Agora é a sua vez de fixar os olhos em um ponto distante. Já não sabia mais o que fazer ali. Manter seu emprego, agora, já seria muito, diz de si para si. Já se preparava para ir embora. Por um momento, pensou em simplesmente virar as costas e sair andando, já que o homem parecia definitivamente decidido a não olhá-la e ela tampouco se atrevera a interpor-se entre o homem e o seu ponto. Resolveu, mesmo assim, ficar e fazer a última pergunta, para que, depois, não lhe surgissem tolas esperanças de que poderia ter salvado a entrevista, de que, de alguma maneira, poderia ter ocorrido alguma reviravolta que lhe fosse benéfica. Despejou:

"O senhor aconselharia aos jovens que abandonassem os cigarros?"

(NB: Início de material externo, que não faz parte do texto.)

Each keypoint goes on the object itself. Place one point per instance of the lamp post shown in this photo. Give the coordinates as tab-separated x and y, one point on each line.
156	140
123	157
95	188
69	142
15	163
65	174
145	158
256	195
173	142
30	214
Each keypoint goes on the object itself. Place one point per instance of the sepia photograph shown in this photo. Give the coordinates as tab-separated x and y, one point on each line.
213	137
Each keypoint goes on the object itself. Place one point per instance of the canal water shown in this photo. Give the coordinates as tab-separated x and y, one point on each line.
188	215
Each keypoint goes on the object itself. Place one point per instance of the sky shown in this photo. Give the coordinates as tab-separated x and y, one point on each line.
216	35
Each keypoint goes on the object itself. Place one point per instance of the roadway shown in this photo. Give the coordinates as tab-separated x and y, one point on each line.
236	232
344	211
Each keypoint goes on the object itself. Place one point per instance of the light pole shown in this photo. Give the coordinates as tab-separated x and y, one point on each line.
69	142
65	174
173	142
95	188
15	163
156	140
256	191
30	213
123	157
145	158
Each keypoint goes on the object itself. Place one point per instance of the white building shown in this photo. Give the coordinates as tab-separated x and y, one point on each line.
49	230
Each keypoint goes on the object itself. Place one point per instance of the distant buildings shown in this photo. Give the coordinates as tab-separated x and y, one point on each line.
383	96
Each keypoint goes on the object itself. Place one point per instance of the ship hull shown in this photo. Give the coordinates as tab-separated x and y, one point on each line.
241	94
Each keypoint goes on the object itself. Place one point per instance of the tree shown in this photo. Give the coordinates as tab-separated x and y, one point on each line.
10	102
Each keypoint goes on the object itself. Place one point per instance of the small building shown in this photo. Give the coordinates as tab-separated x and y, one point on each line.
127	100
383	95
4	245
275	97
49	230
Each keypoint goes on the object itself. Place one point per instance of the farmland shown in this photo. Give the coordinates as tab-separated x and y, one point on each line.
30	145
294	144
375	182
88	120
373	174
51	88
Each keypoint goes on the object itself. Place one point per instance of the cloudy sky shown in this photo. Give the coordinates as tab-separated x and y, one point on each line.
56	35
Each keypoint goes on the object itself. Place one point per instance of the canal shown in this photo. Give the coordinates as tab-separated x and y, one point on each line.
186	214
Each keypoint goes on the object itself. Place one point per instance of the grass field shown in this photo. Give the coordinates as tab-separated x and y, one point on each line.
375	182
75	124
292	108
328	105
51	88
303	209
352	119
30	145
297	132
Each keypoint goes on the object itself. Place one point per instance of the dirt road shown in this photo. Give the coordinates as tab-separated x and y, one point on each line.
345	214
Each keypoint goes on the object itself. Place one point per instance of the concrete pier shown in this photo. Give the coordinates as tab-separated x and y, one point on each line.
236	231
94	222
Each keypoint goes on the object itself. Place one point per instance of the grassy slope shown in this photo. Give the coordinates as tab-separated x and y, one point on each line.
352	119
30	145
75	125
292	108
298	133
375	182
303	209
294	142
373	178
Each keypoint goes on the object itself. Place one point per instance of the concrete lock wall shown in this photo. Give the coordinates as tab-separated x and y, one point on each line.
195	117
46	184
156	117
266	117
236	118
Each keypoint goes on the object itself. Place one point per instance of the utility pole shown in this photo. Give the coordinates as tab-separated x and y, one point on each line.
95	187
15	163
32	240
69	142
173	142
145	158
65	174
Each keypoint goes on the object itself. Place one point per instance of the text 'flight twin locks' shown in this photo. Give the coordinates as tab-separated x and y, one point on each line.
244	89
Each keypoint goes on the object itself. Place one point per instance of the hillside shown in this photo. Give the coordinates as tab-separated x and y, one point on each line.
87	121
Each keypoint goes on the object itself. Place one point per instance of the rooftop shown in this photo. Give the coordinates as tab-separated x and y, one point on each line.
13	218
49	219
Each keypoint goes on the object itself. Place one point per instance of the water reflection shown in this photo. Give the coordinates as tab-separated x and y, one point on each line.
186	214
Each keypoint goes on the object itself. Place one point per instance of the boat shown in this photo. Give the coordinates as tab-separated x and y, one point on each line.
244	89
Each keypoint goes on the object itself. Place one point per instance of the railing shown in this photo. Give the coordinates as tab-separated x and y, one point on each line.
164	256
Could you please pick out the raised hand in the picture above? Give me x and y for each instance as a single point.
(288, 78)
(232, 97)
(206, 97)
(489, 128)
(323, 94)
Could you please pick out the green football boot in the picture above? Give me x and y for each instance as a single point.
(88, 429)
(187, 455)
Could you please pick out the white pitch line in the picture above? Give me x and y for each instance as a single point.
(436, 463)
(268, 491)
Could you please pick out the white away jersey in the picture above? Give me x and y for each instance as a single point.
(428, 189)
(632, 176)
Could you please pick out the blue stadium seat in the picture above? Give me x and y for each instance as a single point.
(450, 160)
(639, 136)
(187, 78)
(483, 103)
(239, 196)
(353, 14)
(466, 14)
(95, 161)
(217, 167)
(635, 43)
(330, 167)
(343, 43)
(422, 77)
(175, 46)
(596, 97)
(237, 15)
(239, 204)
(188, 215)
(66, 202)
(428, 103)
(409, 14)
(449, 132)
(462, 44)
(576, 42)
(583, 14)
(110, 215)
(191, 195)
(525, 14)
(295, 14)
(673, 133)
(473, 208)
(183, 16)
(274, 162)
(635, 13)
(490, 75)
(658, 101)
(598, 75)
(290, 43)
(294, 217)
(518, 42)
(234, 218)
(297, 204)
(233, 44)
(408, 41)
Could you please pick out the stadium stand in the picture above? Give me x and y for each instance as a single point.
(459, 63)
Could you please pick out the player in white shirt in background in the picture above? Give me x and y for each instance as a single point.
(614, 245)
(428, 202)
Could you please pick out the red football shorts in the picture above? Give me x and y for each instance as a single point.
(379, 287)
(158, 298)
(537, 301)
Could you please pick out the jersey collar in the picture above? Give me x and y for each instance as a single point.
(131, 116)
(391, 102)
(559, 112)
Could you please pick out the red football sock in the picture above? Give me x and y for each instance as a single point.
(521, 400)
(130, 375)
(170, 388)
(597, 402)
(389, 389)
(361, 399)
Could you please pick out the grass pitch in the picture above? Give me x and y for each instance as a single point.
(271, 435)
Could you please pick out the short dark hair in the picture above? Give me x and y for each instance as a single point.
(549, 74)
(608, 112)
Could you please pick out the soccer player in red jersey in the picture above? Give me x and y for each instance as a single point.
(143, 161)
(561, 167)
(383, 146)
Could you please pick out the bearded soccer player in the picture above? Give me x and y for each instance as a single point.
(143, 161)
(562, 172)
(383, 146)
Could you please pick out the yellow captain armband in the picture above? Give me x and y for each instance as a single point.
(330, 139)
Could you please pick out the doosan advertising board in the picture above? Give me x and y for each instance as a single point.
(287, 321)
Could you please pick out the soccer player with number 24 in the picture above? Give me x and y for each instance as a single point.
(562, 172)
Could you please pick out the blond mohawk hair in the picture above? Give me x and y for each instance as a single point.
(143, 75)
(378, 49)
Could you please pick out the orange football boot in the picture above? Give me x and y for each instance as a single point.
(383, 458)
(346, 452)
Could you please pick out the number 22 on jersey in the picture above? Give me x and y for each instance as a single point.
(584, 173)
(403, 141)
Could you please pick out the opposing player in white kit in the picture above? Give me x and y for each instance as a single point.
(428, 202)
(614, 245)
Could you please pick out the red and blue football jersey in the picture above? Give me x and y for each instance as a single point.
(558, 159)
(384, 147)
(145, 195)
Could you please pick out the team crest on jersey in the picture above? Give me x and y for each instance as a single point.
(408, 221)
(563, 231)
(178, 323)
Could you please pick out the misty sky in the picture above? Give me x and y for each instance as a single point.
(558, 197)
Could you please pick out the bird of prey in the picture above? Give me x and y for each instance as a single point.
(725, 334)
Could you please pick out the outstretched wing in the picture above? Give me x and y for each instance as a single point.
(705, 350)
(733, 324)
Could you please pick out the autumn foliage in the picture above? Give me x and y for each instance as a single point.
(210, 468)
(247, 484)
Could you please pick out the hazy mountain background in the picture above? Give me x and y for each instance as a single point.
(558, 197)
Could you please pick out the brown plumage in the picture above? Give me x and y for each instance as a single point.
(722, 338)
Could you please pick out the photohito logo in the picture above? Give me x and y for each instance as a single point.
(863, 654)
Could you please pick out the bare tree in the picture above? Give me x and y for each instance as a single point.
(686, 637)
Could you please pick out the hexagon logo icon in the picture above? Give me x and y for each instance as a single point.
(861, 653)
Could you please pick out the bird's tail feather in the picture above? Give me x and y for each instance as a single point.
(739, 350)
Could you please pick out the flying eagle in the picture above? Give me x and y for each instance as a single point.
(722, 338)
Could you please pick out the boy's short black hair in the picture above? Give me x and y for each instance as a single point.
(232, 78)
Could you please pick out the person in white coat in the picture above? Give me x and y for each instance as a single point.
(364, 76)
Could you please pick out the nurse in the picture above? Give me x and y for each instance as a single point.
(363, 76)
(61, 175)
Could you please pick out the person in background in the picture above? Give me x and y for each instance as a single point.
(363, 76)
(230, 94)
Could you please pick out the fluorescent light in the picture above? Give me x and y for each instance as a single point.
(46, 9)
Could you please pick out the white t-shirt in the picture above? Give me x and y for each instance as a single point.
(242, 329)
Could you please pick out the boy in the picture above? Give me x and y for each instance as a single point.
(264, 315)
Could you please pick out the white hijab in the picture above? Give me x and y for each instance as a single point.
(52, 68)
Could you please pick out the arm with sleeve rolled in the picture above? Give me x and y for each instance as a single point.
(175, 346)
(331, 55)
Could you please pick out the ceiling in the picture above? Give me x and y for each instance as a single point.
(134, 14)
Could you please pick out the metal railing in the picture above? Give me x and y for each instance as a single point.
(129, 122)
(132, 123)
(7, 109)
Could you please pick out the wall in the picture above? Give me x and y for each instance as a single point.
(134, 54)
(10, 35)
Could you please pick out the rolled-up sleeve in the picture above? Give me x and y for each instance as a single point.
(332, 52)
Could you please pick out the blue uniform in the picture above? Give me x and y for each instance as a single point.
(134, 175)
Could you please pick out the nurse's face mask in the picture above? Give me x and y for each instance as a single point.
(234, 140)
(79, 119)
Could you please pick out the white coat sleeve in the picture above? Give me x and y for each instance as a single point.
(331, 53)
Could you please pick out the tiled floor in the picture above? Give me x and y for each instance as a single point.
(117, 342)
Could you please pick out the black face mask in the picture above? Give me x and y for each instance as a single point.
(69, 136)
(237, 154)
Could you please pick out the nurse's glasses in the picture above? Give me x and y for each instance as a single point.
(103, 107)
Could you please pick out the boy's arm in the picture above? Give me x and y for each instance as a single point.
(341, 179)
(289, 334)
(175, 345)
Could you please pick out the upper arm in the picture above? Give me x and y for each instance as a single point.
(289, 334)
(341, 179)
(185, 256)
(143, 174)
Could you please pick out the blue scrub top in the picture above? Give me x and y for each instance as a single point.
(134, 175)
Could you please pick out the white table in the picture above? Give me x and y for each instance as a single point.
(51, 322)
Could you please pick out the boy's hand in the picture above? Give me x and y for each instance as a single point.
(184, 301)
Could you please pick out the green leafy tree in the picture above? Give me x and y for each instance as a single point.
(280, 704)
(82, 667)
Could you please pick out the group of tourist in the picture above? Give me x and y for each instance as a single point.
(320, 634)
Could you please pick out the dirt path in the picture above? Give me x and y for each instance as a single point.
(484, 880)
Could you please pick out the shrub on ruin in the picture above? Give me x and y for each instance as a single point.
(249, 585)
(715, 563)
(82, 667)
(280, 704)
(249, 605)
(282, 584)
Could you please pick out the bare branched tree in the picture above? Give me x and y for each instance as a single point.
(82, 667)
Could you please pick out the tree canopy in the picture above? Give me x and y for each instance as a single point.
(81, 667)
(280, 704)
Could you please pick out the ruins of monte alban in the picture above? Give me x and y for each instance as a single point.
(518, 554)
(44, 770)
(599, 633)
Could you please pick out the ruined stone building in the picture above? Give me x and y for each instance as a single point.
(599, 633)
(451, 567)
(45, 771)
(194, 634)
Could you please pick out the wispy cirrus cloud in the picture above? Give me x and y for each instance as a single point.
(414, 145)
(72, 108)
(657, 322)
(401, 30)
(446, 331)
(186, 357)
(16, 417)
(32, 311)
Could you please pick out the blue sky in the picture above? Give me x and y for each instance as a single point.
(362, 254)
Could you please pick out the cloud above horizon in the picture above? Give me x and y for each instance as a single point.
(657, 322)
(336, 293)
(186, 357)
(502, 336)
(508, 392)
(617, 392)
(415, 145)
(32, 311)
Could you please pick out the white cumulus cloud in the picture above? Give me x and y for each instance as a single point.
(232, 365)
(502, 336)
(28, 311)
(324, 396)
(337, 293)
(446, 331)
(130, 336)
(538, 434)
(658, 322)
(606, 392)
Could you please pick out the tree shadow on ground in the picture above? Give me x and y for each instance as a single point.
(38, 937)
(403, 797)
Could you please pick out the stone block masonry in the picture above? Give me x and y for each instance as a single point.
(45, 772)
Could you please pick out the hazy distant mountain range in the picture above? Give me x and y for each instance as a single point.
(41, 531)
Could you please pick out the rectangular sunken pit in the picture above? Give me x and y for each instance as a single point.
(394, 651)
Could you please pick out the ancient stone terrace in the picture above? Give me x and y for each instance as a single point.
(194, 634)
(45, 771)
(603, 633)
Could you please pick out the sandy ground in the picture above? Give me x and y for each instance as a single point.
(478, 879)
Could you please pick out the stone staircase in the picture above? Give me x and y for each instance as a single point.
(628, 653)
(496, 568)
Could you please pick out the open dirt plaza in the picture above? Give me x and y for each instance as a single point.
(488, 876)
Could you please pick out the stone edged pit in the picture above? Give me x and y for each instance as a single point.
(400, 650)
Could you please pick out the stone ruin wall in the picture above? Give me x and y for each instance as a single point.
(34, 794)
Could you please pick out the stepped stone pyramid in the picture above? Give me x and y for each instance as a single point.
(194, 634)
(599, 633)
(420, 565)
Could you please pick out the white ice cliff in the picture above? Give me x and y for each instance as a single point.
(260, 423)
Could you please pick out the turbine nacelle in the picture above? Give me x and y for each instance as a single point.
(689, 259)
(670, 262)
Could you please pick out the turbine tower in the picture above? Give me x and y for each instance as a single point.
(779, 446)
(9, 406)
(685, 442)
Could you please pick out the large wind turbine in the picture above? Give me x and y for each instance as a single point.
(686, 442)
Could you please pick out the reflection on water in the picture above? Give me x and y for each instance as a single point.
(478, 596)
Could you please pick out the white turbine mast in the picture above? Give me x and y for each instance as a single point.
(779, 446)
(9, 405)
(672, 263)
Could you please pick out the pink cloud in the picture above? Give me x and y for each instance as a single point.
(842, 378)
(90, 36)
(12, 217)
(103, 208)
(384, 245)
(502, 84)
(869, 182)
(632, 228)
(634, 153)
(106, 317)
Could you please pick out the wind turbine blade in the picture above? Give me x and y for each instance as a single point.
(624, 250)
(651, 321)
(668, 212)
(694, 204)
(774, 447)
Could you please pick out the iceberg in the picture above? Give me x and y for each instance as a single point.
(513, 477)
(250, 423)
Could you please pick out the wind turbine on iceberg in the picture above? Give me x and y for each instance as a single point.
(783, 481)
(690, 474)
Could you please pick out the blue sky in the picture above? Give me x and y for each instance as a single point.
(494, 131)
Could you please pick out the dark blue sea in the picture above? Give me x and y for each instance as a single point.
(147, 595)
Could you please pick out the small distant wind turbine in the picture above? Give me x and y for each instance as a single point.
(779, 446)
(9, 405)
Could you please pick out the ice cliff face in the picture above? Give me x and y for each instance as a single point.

"Eu lhes diria apenas que a comida de hospital não é tão ruim como costumam dizer nos filmes".

2 comentários:

Bruno Cave disse...

Você fuma, Diogo?

bernardo.vianna disse...

É isso q dá entrevistar alguém esperando uma determinada resposta q vai se encaixar perfeitamente no lindo texto q vc imaginou. E olha q nem é algo exclusivo de repórteres iniciantes. Até me atrevo a dizer q é um recurso bastante utilizado, algo do tipo "preciso de aspas dizendo isso". O mais interessante é q muitas vezes os mesmos defensores da tal imparcialidade e objetividade são aqueles q entrevistam pessoas em busca de uma frase já pensada pelo próprio entrevistador...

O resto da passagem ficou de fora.